Jika berkaca di masa lalu, sektor pariwisata Indonesia masih sangat memprihatinkan. Dari berbagai sisi, pariwisata Indonesia jauh tertinggal dari negara-negara lain di dunia, di Asia bahkan di Asia Tenggara sekalipun.
Pelan tapi pasti, Indonesia dalam beberapa tahun terakhir terlihat serius menggarap potensi pariwisatanya. Berbagai gagasan dan terobosan pun dilakukan untuk mendongkrak popularitas pariwisata serta menggaet wisatawan mancanegara (wisman) datang ke Indonesia.
Bukan hal yang mustahil tentunya, karena Indonesia memiliki ribuan destinasi, baik yang sudah populer namanya maupun yang masih belum digarap secara optimal.
Staf Ahli Menteri Pariwisata RI, Hiramsyah S Thaib saat menjadi narasumber Serial Diskusi ABe Talks: ‘The Role of Tourism in Pursuing The Indonesian Dream of 2030’ di The Atjeh Connection Sarinah, Jakarta, Kamis (17/10) sore mengatakan, saat ini kinerja sektor pariwasata Indonesia mengalami peningkatan yang sangat signifikan.
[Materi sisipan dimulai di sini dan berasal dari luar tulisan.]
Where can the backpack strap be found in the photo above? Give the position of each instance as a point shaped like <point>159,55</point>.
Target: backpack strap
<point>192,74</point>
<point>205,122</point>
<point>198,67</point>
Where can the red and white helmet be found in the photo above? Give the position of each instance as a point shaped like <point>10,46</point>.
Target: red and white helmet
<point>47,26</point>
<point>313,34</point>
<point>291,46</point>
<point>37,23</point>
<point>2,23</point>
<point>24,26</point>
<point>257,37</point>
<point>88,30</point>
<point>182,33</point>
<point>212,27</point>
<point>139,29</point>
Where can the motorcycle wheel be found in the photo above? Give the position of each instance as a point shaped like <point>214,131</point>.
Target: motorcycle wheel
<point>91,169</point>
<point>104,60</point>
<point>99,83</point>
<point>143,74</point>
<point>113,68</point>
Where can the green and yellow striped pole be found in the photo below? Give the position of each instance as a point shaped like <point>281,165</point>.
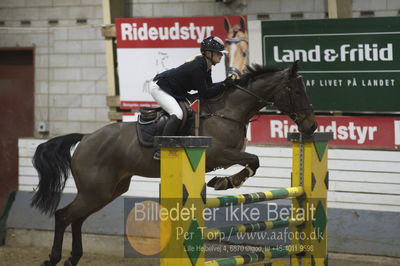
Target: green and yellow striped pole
<point>228,231</point>
<point>282,193</point>
<point>182,199</point>
<point>310,171</point>
<point>257,257</point>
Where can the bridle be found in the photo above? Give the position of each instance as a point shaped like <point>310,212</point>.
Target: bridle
<point>235,70</point>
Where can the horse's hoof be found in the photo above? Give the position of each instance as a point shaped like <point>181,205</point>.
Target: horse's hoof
<point>68,263</point>
<point>222,184</point>
<point>212,182</point>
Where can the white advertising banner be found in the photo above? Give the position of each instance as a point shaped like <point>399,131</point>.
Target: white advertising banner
<point>148,46</point>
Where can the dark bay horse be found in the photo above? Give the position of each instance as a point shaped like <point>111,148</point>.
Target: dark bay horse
<point>105,160</point>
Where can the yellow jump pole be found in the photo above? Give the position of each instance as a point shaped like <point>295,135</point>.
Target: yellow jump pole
<point>310,171</point>
<point>182,199</point>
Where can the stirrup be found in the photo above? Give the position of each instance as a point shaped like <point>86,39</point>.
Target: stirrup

“Terbukti, Travel Tourism Competitiveness Index melaporkan bahwa pada 2019, Indonesia berada pada peringkat 40, naik 30 peringkat dari posisi sebelumnya di peringkat 70 pada 2013,” kata Hiramsyah yang juga Ketua Pokja Bidang Percepatan Pembangunan 10 Destinasi Pariwisata Prioritas Kementerian Pariwisata.
Tidak hanya itu, kata Hiramsyah, World Travel & Tourism Council juga mencatat bahwa pariwisata Indonesia menjadi yang tercepat tumbuh dengan menempati peringkat ke-9 di dunia, nomor 3 di Asia, dan nomor 1 di Asia Tenggara.
“Jumlah kunjungan wisman ke Indonesia pada 2018 naik menjadi 15,81 juta kunjungan atau naik 12,58 persen dibandingkan tahun 2017 yang berjumlah 14,04 juta kunjungan,” jelas Hiramsyah dalam diskusi yang dipandu oleh corporate management expert, Ahmad Bambang.
Hiramsyah melanjutkan, kenyataan diatas ikut berimbas pada sumbangan devisa pariwisata Indonesia yang melonjak tajam. Sebagai perbandingan, di 2016 sumbangan devisa pariwasata sebanyak USD 12,2 miliar, lalu USD 13,5 miliar di 2016, naik lagi menjadi USD 16,8 miliar di 2017 dan menjadi USD 17 miliar di 2018.
Sumbangan devisa sektor pariwisata disebutkannya mampu melewati capian sektor migas dan sektor batubara dan saat ini hanya kalah dari sumbangan sektor CPO (minyak sawit mentah).
“Tahun 2019 ini kita menargetkan mampu menyumbang devisa sebesar 20 miliar dollar AS atau setara Rp 283 triliun.Target ini lebih besar 3 miliar dollar AS dibandingkan perolehan devisa dari pariwisata tahun lalu yakni 17 miliar dollar AS atau setara Rp 240 triliun,” imbuhnya.
Kementerian Pariwisata juga semakin yakin bisa mencapai target itu dengan menciptakan 10 ‘Bali Baru’ dengan destinasi di Danau Toba, Tanjung Kelayang, Borobudur, Wakatobi, Morotai, Tanjung Lesung, Kepulauan Seribu, Bromo Tengger Semeru, Mandalika dan Labuan Bajo plus 1 destinasi tambahan yakni Likupang.
“Dengan berbagai pembangunan infrastruktur yang saat ini dilakukan oleh pemerintah serta dukungan dan kerjasama dari sejumlah kementerian, maka bukan tidak mungkin pariwisata bisa menjadi penyumbang devisa terbesar bagi Indonesia,” jelasnya.